Moine puis pasteur, saint Aubin se distingua par une austérité personnelle exigeante et par une charité pastorale qui marqua profondément son temps. Dans une Gaule encore traversée par les violences et les désordres de l’époque mérovingienne, il exerça son ministère avec une fermeté doctrinale et une sollicitude constante pour les plus faibles.
L’un des traits les plus saillants de son épiscopat fut son engagement en faveur de la sainteté du mariage. À une époque où certains grands seigneurs n’hésitaient pas à contracter des unions incestueuses, y compris avec leur sœur ou leur fille, beaucoup d’évêques préféraient se taire par crainte des représailles. Saint Aubin, lui, choisit de parler. Il protesta avec vigueur contre ces pratiques contraires à la loi de Dieu et contribua activement à la convocation du troisième concile d’Orléans, qui travailla à la réforme de l’Église franque. Son action y fut déterminante, et il obtint gain de cause sur plusieurs points disciplinaires, affirmant avec clarté l’exigence morale de l’Évangile face aux puissances de son temps.La tradition hagiographique souligne que, parmi toutes ses vertus, la charité fut sans doute la plus visible. Elle s’exerça envers les malades, les pauvres, les prisonniers, ceux que la société marginalisait ou accablait de dettes. Un récit ancien rapporte qu’il se rendit un jour dans les prisons d’Angers afin d’obtenir la libération d’une femme poursuivie par ses créanciers. Les gardiens lui ouvrirent le passage, sauf l’un d’eux qui s’opposa à son entrée. Le texte affirme que le saint évêque souffla sur son visage et que l’homme tomba mort à ses pieds, après quoi il délivra la prisonnière et acquitta ses dettes. Ce récit, transmis notamment par la tradition du diocèse de Soissons, Laon et Saint-Quentin, illustre la conviction médiévale que la justice de Dieu accompagne la charité de ses saints.

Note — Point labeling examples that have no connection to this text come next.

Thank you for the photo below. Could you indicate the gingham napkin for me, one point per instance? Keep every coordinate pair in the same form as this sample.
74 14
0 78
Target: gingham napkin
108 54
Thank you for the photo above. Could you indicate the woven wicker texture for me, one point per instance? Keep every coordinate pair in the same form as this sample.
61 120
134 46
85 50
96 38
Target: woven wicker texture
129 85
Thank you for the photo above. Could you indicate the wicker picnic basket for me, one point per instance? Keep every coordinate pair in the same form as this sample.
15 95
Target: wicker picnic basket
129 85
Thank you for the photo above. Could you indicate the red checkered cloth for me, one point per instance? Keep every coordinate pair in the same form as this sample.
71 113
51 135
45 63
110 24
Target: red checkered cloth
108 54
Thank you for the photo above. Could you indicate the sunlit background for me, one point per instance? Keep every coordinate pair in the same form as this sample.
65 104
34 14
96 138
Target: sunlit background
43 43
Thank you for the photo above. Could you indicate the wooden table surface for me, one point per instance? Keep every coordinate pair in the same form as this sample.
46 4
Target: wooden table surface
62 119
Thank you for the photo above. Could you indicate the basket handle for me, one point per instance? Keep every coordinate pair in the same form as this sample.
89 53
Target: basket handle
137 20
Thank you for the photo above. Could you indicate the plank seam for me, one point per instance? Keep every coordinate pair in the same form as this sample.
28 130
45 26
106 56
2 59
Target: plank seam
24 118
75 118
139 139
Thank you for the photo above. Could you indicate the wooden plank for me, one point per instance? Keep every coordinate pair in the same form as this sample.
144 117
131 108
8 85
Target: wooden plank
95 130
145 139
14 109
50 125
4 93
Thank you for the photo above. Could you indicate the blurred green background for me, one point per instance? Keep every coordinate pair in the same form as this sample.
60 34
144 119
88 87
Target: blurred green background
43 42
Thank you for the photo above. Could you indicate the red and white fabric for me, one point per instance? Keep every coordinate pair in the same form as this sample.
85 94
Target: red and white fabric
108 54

La mémoire de saint Aubin dépasse les frontières de l’Anjou. À Guérande, la tradition locale rapporte qu’au Xe siècle, lors d’une invasion normande, les habitants, prêts à capituler, invoquèrent saint Aubin comme ultime recours. Selon un vitrail du XVIe siècle, il serait apparu sous la forme d’un cavalier blanc prenant la tête des troupes guérandaises et mettant les envahisseurs en déroute. La collégiale Saint-Aubin de Guérande lui est dédiée en mémoire de cette intervention attribuée à son intercession. Ces récits, profondément enracinés dans la piété populaire, témoignent de la place qu’il occupe dans l’imaginaire chrétien de l’Ouest de la France.
Saint Aubin demeure ainsi la figure d’un évêque à la fois austère et miséricordieux, ferme dans la défense de la loi chrétienne, attentif aux souffrances concrètes de son peuple. En promouvant le troisième concile d’Orléans pour la rénovation de l’Église en Gaule, en dénonçant publiquement les unions incestueuses des puissants, en visitant les prisons et en secourant les débiteurs, il a laissé l’image d’un pasteur qui ne sépare pas la vérité de la charité. Son exemple rappelle que, dans les périodes troublées, la réforme de l’Église passe à la fois par la fidélité à la doctrine et par l’engagement concret au service des plus vulnérables.